To see algorithmic regulation at work, look no further than the spam filter in your email. Instead of confining itself to a narrow definition of spam, the email filter has its users teach it. Even Google can’t write rules to cover all the ingenious innovations of professional spammers. What it can do, though, is teach the system what makes a good rule and spot when it’s time to find another rule for finding a good rule – and so on. An algorithm can do this, but it’s the constant real-time feedback from its users that allows the system to counter threats never envisioned by its designers. And it’s not just spam: your bank uses similar methods to spot credit-card fraud.

In his essay, O’Reilly draws broader philosophical lessons from such technologies, arguing that they work because they rely on “a deep understanding of the desired outcome” (spam is bad!) and periodically check if the algorithms are actually working as expected (are too many legitimate emails ending up marked as spam?).

O’Reilly presents such technologies as novel and unique – we are living through a digital revolution after all – but the principle behind “algorithmic regulation” would be familiar to the founders of cybernetics – a discipline that, even in its name (it means “the science of governance”) hints at its great regulatory ambitions. This principle, which allows the system to maintain its stability by constantly learning and adapting itself to the changing circumstances, is what the British psychiatrist Ross Ashby, one of the founding fathers of cybernetics, called “ultrastability”.

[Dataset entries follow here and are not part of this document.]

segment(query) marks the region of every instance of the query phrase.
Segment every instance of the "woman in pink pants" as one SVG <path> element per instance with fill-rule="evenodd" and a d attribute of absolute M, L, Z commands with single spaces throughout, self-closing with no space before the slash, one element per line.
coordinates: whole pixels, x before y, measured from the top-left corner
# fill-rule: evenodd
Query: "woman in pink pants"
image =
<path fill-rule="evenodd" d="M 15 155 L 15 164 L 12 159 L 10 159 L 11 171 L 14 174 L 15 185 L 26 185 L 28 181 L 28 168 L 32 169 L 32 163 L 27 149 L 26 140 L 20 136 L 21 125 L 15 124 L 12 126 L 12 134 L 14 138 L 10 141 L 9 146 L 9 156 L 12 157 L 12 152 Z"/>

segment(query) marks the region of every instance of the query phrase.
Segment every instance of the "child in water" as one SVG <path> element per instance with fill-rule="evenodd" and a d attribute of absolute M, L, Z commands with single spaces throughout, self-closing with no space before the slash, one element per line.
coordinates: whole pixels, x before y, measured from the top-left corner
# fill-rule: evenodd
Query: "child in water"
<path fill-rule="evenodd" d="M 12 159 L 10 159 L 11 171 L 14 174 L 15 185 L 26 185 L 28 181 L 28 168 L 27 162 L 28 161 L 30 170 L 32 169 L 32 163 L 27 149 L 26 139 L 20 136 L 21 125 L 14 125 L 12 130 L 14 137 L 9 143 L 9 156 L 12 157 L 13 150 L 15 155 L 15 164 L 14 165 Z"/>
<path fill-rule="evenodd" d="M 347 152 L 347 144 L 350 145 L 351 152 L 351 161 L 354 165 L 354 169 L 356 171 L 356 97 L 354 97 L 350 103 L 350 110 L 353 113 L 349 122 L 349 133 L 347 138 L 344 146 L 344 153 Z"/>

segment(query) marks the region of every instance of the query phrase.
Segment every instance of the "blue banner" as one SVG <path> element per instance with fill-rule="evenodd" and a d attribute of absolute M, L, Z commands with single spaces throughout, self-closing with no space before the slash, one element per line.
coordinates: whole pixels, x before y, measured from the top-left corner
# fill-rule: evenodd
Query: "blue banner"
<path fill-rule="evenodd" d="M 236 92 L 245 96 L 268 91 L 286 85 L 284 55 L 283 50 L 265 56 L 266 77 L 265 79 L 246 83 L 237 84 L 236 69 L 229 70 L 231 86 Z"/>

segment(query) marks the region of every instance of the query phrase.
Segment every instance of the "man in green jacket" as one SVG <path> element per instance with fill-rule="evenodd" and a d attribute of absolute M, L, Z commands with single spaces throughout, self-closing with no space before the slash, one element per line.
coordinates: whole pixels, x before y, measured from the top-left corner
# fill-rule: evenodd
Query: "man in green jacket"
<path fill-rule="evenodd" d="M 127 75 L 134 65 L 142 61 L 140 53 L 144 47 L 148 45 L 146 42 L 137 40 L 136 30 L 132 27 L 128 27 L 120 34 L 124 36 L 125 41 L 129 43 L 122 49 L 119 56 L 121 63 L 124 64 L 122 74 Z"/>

To illustrate it, Ashby designed the homeostat. This clever device consisted of four interconnected RAF bomb control units – mysterious looking black boxes with lots of knobs and switches – that were sensitive to voltage fluctuations. If one unit stopped working properly – say, because of an unexpected external disturbance – the other three would rewire and regroup themselves, compensating for its malfunction and keeping the system’s overall output stable.

Ashby’s homeostat achieved “ultrastability” by always monitoring its internal state and cleverly redeploying its spare resources.

Like the spam filter, it didn’t have to specify all the possible disturbances – only the conditions for how and when it must be updated and redesigned. This is no trivial departure from how the usual technical systems, with their rigid, if-then rules, operate: suddenly, there’s no need to develop procedures for governing every contingency, for – or so one hopes – algorithms and real-time, immediate feedback can do a better job than inflexible rules out of touch with reality.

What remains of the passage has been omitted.